Agression de trois surveillants à la prison de Vendin-le-Vieil : "Nous tâtonnons sur la prise en charge quotidienne" des détenus

Damien Pellen, premier secrétaire du syndicat national des directeurs pénitentiaires CFDT a réagi, vendredi, à l'agression de trois surveillants à Vendin-le-Vieil (Pas-de-Calais). Selon lui, le quotidien est très dur à gérer en prison.

Un surveillant de la prison de Vendin-le-Vieil dans le Pas-de-Calais. 
Un surveillant de la prison de Vendin-le-Vieil dans le Pas-de-Calais.  (MAXPPP)

L'organisateur des attentats de Djerba de 2002, l'islamiste allemand Christian Ganczarski, a agressé et légèrement blessé jeudi après-midi trois surveillants de la prison de Vendin-le-Vieil (Pas-de-Calais). "Aujourd'hui, nous tâtonnons sur la prise en charge quotidienne" des détenus, a admis, vendredi 12 janvier sur franceinfo, Damien Pellen, premier secrétaire du syndicat national des directeurs pénitentiaires CFDT. 

Des passages à l'acte violents juste avant la sortie

Les faits se sont produits à l'ouverte de sa cellule. "L'ouverture d'une cellule est toujours compliquée", a expliqué Damien Pellen. "On a beau regarder à travers l'œilleton, on ne peut pas présager du comportement de quelqu'un", y compris "d'un détenu qui était particulièrement surveillé". D'autant qu'"il y a un potentiel d'armes inimaginable dans une cellule", a-t-il assuré. "Une brosse à dent peut devenir une arme."

L'islamiste de 51 ans était en fin de peine, mais s'était fait notifier une demande d'extradition vers les États-Unis. "On est confrontés régulièrement dans les établissements à des passages à l'acte violents à quelques jours ou quelques semaines de la sortie, que les détenus soient radicalisés ou non", a indiqué Damien Pellen. Dans ce cas précis, "le détenu ne voulait pas aller aux États-Unis". Mais "on a d'autres détenus qui ne veulent pas sortir, tout simplement parce qu'ils n'ont aucun point de chute à l'extérieur".

Débrayage des gardiens de prison 

Un mouvement de débrayage au niveau national a débuté vendredi à 6h45. "Nous comprenons la réaction des personnels pénitentiaires qui peuvent être régulièrement confrontés à des actes de violence.
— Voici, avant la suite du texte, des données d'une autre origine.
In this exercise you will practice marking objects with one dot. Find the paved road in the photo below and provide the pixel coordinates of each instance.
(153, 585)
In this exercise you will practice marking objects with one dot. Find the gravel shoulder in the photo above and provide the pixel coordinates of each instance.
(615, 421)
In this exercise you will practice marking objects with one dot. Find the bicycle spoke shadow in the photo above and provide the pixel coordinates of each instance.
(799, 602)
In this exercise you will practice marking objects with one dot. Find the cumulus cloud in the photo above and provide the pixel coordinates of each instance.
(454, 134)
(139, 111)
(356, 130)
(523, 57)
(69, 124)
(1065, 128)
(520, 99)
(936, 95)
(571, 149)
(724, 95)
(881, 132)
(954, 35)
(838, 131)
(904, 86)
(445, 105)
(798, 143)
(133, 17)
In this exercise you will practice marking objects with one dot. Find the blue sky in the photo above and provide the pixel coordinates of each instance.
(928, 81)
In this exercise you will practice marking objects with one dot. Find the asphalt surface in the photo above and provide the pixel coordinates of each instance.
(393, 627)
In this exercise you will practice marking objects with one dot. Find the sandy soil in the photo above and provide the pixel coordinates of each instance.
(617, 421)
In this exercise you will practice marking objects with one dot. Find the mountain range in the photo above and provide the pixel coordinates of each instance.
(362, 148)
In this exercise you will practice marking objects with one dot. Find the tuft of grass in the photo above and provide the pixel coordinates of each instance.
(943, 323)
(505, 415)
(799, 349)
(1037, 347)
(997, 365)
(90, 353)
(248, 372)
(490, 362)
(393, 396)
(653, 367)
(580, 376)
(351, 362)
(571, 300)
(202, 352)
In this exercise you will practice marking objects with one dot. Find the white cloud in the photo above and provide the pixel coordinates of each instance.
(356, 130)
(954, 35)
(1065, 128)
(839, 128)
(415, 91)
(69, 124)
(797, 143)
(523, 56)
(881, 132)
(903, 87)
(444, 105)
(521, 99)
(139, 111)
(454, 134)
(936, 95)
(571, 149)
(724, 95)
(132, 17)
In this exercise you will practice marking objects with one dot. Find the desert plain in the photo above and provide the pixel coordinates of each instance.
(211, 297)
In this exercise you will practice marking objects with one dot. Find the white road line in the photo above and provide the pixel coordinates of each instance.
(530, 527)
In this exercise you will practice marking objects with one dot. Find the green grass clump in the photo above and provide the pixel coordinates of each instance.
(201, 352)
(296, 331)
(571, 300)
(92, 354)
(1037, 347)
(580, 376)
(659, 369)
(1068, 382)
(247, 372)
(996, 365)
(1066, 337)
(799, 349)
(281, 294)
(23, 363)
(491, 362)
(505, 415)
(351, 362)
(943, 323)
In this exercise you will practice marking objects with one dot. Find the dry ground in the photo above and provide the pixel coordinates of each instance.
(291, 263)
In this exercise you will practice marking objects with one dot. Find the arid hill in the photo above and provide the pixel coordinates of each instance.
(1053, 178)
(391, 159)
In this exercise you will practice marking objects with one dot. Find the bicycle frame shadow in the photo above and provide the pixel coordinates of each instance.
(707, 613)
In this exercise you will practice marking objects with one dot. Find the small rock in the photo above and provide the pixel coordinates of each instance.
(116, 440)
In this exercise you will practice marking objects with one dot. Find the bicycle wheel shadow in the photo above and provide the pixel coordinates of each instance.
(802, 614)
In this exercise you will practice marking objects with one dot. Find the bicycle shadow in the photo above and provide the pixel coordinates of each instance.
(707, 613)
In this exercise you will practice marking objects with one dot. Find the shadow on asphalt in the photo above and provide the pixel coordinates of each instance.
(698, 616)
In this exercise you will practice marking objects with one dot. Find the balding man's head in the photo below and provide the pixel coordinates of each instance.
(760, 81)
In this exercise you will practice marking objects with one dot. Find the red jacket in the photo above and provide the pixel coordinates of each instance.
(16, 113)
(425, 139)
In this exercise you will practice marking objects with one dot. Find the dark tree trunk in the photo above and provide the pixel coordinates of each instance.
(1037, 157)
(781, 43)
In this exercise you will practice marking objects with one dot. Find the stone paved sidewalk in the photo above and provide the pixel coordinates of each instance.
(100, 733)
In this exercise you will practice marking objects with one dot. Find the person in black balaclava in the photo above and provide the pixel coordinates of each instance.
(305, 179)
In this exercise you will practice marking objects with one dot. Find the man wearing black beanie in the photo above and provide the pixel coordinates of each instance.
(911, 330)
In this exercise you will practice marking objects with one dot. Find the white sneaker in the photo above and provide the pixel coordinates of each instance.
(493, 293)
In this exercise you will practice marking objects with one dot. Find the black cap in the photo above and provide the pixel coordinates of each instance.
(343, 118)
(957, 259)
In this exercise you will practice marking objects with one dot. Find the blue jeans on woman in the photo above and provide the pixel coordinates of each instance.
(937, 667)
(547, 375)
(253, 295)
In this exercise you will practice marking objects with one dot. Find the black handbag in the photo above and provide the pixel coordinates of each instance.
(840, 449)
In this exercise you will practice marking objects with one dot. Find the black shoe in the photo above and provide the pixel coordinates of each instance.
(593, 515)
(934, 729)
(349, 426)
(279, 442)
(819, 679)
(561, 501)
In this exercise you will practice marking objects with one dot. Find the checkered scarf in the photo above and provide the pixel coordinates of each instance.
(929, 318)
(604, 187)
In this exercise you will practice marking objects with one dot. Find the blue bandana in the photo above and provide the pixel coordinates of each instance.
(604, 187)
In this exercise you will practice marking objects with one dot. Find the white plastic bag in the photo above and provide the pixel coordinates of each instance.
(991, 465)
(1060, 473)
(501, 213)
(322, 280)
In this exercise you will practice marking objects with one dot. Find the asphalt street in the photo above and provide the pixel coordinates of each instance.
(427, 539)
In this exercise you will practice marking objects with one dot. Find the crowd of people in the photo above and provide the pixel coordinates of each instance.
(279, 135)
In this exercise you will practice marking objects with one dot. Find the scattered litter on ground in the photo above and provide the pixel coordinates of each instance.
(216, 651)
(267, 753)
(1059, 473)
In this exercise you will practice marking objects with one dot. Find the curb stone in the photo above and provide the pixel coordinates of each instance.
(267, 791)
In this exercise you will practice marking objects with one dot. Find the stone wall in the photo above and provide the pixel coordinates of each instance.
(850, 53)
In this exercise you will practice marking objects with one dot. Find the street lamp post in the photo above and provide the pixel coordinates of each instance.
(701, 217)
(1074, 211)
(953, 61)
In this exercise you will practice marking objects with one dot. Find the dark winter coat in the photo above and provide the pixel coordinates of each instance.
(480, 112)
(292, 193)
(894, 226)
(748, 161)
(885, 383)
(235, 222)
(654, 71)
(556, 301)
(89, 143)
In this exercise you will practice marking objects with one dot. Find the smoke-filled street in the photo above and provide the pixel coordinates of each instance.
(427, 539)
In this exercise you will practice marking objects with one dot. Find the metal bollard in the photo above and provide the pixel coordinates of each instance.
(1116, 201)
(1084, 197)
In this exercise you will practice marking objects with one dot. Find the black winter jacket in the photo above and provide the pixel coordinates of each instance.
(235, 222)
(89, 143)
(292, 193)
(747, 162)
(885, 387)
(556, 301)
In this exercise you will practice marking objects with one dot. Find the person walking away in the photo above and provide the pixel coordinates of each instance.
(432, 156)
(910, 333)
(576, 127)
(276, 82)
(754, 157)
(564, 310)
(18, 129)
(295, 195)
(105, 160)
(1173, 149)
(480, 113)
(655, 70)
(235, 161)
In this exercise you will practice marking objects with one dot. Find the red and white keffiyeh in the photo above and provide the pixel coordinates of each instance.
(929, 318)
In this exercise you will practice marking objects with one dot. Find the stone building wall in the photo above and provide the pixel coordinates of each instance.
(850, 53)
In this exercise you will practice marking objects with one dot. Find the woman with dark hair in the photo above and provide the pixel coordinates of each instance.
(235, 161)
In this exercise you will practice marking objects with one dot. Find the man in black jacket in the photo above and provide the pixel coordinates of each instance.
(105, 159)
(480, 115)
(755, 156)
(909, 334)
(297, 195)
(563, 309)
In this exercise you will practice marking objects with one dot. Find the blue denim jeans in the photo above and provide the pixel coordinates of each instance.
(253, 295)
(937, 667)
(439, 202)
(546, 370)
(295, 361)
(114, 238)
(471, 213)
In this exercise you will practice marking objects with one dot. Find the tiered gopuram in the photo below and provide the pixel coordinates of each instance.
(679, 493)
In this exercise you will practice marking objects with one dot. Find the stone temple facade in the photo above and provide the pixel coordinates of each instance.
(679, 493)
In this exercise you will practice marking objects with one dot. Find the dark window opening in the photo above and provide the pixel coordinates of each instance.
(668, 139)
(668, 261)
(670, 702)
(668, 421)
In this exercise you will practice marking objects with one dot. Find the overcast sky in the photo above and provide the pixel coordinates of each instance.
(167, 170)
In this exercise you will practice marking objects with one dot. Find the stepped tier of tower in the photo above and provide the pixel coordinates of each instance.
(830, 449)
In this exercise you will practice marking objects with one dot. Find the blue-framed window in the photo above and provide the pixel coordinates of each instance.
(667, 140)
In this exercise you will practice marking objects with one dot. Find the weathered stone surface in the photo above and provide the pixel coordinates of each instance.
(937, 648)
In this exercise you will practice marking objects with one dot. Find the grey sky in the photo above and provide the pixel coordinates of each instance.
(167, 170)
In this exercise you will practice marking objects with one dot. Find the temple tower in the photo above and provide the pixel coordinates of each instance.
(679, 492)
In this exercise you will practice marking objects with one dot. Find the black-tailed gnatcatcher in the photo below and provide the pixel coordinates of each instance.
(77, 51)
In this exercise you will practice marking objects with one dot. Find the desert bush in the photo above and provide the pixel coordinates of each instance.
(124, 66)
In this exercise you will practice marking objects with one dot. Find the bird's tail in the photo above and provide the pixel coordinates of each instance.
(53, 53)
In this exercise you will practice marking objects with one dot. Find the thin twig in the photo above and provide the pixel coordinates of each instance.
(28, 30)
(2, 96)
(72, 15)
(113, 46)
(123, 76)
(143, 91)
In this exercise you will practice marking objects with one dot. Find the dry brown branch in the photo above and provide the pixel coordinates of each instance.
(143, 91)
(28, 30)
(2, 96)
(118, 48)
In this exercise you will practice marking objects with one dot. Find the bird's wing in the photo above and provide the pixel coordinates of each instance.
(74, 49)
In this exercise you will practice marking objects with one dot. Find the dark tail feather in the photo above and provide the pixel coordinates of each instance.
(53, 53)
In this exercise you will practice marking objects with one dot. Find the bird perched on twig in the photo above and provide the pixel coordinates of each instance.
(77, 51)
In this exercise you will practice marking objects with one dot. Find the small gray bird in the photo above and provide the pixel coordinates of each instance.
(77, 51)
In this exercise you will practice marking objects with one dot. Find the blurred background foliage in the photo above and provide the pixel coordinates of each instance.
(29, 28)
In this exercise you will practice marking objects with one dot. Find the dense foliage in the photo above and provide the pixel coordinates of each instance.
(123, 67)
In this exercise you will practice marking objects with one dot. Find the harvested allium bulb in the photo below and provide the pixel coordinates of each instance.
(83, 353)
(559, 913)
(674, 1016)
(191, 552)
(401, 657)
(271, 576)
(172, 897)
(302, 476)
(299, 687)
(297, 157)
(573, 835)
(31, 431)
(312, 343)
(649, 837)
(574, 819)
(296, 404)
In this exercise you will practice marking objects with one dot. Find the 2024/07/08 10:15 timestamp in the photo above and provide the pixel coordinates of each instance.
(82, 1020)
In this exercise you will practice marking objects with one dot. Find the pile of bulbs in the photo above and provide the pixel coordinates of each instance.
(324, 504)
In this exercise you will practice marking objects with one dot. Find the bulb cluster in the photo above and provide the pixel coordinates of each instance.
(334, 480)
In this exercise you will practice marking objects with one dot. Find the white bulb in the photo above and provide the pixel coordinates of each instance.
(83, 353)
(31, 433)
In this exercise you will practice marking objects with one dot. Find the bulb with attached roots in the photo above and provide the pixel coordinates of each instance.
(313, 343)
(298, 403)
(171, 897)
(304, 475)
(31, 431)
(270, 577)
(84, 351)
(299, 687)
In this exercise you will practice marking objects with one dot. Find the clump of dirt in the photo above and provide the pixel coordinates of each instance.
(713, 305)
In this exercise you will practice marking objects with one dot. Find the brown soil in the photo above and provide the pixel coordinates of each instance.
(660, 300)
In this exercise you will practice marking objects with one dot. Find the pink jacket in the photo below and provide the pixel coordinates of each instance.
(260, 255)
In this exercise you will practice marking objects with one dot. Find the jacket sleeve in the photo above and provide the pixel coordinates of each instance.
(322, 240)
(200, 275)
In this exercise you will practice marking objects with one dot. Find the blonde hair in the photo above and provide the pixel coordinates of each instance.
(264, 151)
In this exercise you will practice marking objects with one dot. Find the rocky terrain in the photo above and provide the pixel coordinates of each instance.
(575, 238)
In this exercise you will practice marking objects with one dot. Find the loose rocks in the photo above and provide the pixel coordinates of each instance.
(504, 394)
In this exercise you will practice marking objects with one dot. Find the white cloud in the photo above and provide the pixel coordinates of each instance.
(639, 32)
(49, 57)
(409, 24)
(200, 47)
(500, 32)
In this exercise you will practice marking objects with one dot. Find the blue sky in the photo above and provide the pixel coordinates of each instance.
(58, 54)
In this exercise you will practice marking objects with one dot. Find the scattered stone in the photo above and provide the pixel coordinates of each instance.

Ce qui s'est passé à Vendin-le-Vieil est emblématique", a réagi le premier secrétaire du syndicat national des directeurs pénitentiaires CFDT.

"Aujourd'hui, nous tâtonnons sur la prise en charge quotidienne (des détenus) parce que c'est notre travail d'essayer des prises en charge différentes. Je ne pense pas qu'il y ait une solution, mais des solutions, en fonction des personnalités qu'on a en face", a estimé Damien Pellen.